Rudy mengungkapkan, dirinya mendapat tekanan selama proses holding Komite Pemerataan NTT (KKEP). Sebab, ia memilih tak menghadiri sidang vonis pada Jumat (11/10) setelah mengikuti sidang pada Rabu (9/10). Selain itu, kata Rudy, kasus KKEP hanya fokus pada sistem pemasangan garis polisi yang melanggar prosedur.
“Saya sangat tegas dalam memberikan keterangan saat itu. Misalnya kalau ada polisi, ada beberapa catatan hari itu, tapi tentu saja (pimpinan pengadilan) memaksa saya untuk memberi tahu mereka hanya pada tanggal 27 (Juni 2024), kata Rudy.
“Komisi kasus menanyakan kenapa saya memasang garis polisi, itu yang mereka minta saya jelaskan, tapi saya tidak diberi tempat untuk menjelaskan sampai akhirnya saya ditangkap pada tanggal 27,” ujarnya. .
Rudy pun menjelaskan, dalam pemeriksaan ia diberi kesempatan untuk menanyakan kepada Ahmad Ansar mengenai kepemilikan bahan bakar yang disimpan dalam jumlah tersebut.

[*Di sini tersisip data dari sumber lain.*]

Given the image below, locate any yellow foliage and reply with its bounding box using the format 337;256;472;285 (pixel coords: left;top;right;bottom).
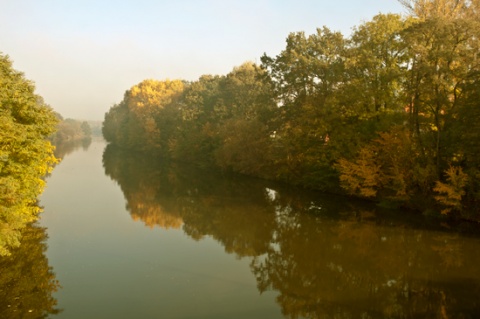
338;148;380;197
433;166;468;214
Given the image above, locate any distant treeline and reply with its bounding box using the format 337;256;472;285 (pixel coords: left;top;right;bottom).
103;0;480;220
49;117;92;145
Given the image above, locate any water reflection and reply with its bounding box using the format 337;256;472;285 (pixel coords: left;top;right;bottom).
103;146;480;318
0;225;59;319
54;138;92;159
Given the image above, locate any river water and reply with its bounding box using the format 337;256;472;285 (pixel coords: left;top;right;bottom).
8;141;480;319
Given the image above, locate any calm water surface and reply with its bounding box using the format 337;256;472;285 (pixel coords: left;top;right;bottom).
16;141;480;319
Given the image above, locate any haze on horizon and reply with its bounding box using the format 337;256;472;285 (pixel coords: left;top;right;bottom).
0;0;404;120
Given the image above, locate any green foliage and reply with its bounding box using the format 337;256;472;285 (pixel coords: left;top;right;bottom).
103;0;480;218
0;55;57;255
0;224;60;319
433;166;468;214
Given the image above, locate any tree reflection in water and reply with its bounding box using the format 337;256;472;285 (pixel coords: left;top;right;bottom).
0;225;59;319
103;146;480;318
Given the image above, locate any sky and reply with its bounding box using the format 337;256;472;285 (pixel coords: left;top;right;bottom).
0;0;405;120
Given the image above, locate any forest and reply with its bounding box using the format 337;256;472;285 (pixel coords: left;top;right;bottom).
0;54;58;256
103;0;480;220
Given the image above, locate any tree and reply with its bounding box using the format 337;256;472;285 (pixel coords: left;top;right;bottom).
0;55;57;255
102;80;185;152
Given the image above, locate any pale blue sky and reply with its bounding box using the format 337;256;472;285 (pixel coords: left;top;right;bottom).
0;0;404;120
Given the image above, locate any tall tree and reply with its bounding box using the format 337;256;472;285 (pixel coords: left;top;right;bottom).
0;55;57;255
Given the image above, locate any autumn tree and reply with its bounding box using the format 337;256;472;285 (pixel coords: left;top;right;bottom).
103;80;184;151
0;55;56;255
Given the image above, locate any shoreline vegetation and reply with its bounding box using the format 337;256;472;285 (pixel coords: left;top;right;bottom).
102;0;480;221
0;53;58;256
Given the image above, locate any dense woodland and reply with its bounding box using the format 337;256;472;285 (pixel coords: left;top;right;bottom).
103;0;480;219
49;113;92;145
0;54;57;256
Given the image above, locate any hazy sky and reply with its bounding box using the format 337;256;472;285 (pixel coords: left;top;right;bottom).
0;0;404;120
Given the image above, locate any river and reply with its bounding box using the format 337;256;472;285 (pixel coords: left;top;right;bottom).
5;140;480;319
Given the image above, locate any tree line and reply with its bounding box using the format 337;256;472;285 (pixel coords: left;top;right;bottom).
103;0;480;219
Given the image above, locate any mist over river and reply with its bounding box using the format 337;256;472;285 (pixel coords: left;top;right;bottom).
32;140;480;319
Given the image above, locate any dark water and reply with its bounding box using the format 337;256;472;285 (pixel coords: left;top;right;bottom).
4;141;480;318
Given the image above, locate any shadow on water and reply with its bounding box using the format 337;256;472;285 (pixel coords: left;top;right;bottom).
0;224;60;319
103;146;480;318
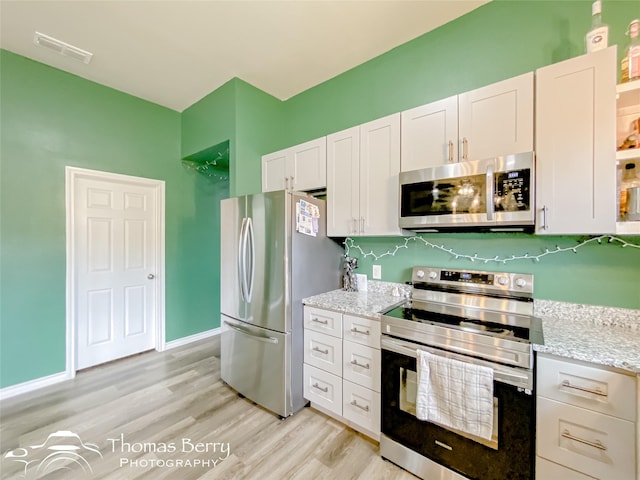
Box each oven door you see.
[381,336,535,480]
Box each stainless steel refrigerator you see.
[220,191,343,417]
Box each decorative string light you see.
[344,235,640,263]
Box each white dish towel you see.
[416,350,493,440]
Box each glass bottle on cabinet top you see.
[585,0,609,53]
[616,80,640,235]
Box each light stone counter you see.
[302,280,409,319]
[533,300,640,374]
[302,281,640,375]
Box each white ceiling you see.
[0,0,489,111]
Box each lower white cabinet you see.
[536,354,637,480]
[342,380,380,432]
[303,306,381,440]
[536,457,594,480]
[303,363,342,415]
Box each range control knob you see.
[516,278,527,288]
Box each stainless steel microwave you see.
[400,152,535,232]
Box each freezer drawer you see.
[220,315,290,417]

Ahmad mengaku kepada Rudy, BBM ilegal yang disimpannya diserahkan ke Satuan Kriminal Khusus (Ditkrimsus) Polda NTT. Di ruang sidang, Rudy kembali menanyakan beberapa fakta kepada Algazali. Saat itu, Algazali juga mengaku telah memberikan uang sebesar sepuluh juta kepada seorang anggota polisi di Polda NTT terkait kasus BBM.

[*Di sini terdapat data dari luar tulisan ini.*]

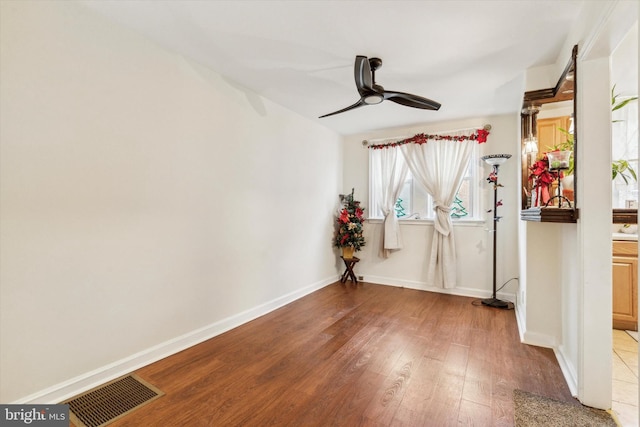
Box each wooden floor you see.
[104,282,577,427]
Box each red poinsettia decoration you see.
[477,129,489,144]
[338,208,349,224]
[529,154,557,187]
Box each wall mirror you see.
[521,46,579,222]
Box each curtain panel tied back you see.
[372,150,408,258]
[370,129,489,288]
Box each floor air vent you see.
[63,374,164,427]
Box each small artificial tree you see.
[334,189,365,251]
[451,195,469,218]
[394,199,407,218]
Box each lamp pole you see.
[482,154,511,308]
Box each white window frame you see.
[369,144,485,224]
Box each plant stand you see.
[340,256,360,285]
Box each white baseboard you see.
[553,346,578,397]
[516,306,578,397]
[12,276,340,404]
[364,274,516,302]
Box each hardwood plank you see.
[94,283,577,427]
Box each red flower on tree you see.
[529,154,556,187]
[477,129,489,144]
[338,209,349,224]
[333,190,365,251]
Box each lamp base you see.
[482,298,511,309]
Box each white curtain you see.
[400,140,477,288]
[371,148,408,258]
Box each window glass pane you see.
[451,179,473,218]
[395,180,412,218]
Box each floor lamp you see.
[482,154,511,308]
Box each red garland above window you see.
[369,129,489,150]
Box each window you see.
[369,144,484,221]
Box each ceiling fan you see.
[319,55,440,119]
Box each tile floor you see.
[612,329,638,427]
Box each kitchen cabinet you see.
[613,240,638,331]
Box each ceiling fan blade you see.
[354,55,373,96]
[318,99,367,119]
[383,90,440,111]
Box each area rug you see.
[513,390,618,427]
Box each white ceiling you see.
[81,0,586,135]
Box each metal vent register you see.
[63,374,164,427]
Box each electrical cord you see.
[471,277,520,307]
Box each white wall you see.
[343,113,520,300]
[519,0,638,409]
[0,1,342,402]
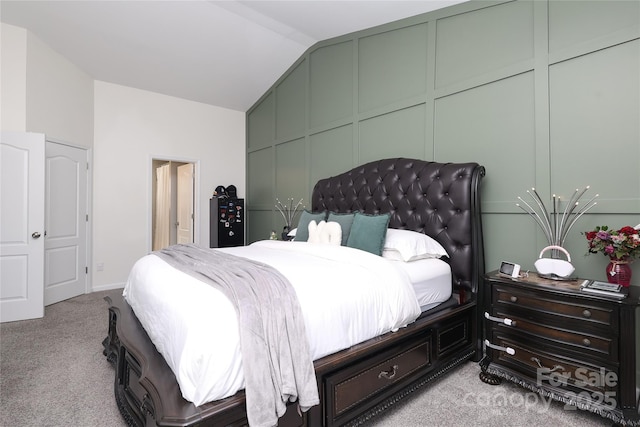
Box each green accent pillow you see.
[347,212,391,255]
[327,212,355,246]
[293,210,327,242]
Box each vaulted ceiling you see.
[0,0,465,111]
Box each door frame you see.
[43,135,93,294]
[147,154,201,252]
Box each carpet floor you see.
[0,291,611,427]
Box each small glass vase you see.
[605,258,631,288]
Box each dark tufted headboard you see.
[311,158,485,293]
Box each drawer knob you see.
[531,357,564,372]
[378,365,398,380]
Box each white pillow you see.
[307,220,342,246]
[382,228,449,262]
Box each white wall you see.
[0,23,246,290]
[0,23,27,132]
[26,32,93,148]
[0,23,93,148]
[92,81,245,290]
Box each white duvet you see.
[123,240,420,406]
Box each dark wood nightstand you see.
[480,271,640,425]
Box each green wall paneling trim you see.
[275,139,307,201]
[309,40,354,128]
[358,104,426,163]
[549,40,640,212]
[549,0,640,53]
[436,1,534,88]
[245,147,275,208]
[357,24,427,112]
[247,0,640,279]
[434,72,537,207]
[276,61,307,140]
[307,124,353,186]
[247,93,276,149]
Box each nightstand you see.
[480,271,640,425]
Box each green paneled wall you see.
[247,0,640,284]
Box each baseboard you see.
[91,283,125,292]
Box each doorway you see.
[151,159,196,251]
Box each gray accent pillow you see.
[347,212,391,256]
[327,212,355,246]
[293,209,327,242]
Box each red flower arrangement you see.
[584,224,640,261]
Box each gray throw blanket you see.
[153,245,319,427]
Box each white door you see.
[44,141,87,305]
[177,163,193,244]
[0,132,45,322]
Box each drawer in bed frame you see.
[103,294,479,427]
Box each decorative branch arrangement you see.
[276,198,304,229]
[516,186,598,247]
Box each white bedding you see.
[123,240,451,406]
[391,258,451,311]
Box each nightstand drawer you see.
[492,284,618,332]
[492,333,618,395]
[493,311,618,361]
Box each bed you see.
[103,158,485,426]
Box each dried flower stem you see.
[276,198,304,228]
[516,186,598,247]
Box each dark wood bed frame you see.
[103,158,485,427]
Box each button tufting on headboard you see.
[311,158,484,298]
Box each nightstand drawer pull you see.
[484,311,516,326]
[484,340,516,356]
[531,357,564,372]
[378,365,398,380]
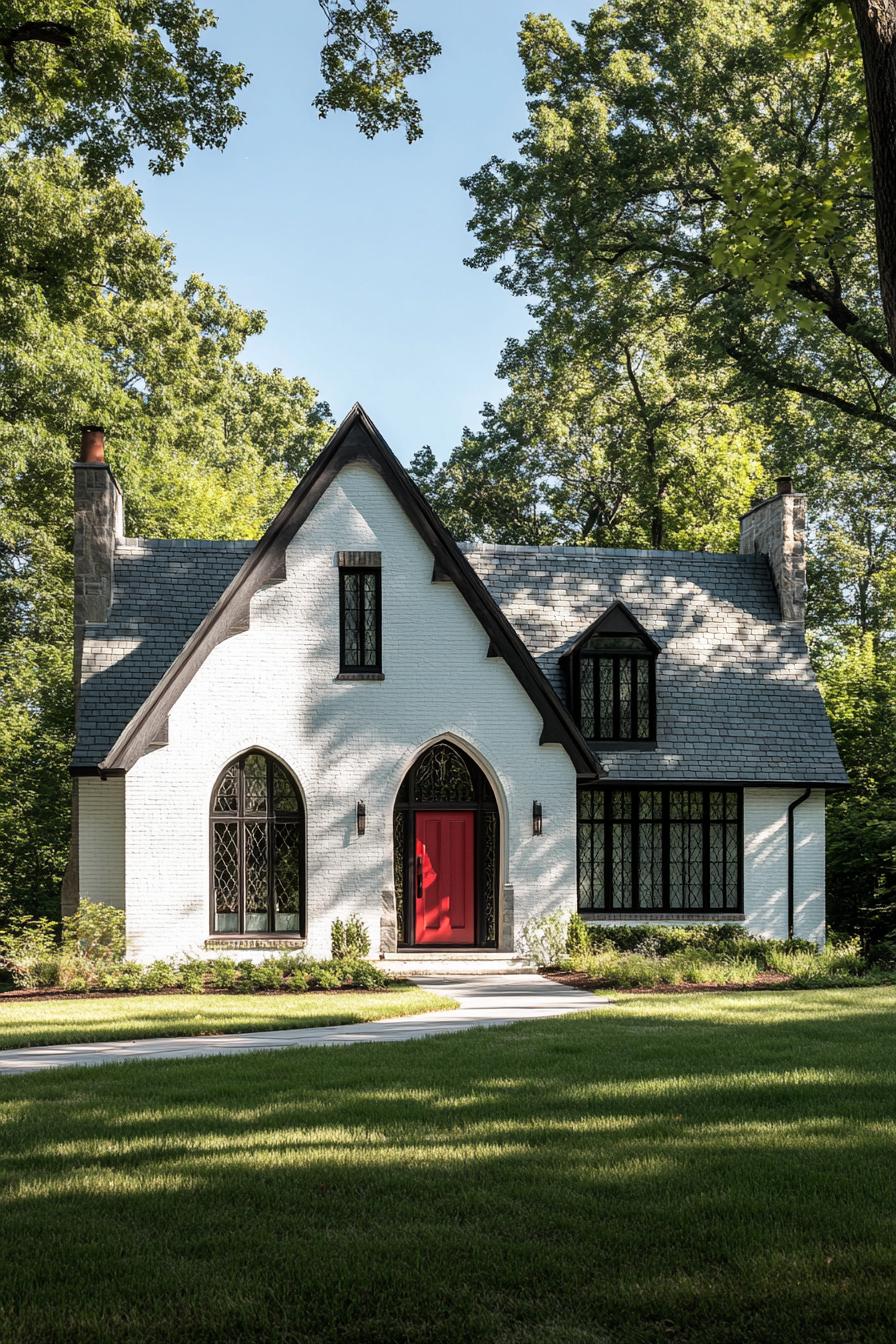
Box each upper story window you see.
[567,602,660,742]
[339,552,383,673]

Namun, kata Rudy, komisi yang menangani kasus tersebut menilai kasus ini tidak perlu dibicarakan lebih lanjut karena diperkirakan akan menyebar ke daerah yang jauh.
Di sisi lain, Divisi Propam Polri akan memberikan bantuan kepada Divisi Propam Kabupaten Nusa Tenggara Timur dalam penanganan kasus Rudy.
Kepala Propam Polri Irjen Abdul Karim mengatakan pihaknya memberikan bantuan untuk memastikan dan menjaga seluruh proses penyidikan berjalan lancar.
“Itu tanggung jawab Polda (NTT). Kita akan bantu, tapi masalahnya ditangani Polda. Bantuan dari Divpropam (Polri) ada,” ujarnya kepada wartawan, Senin (14/10). . ).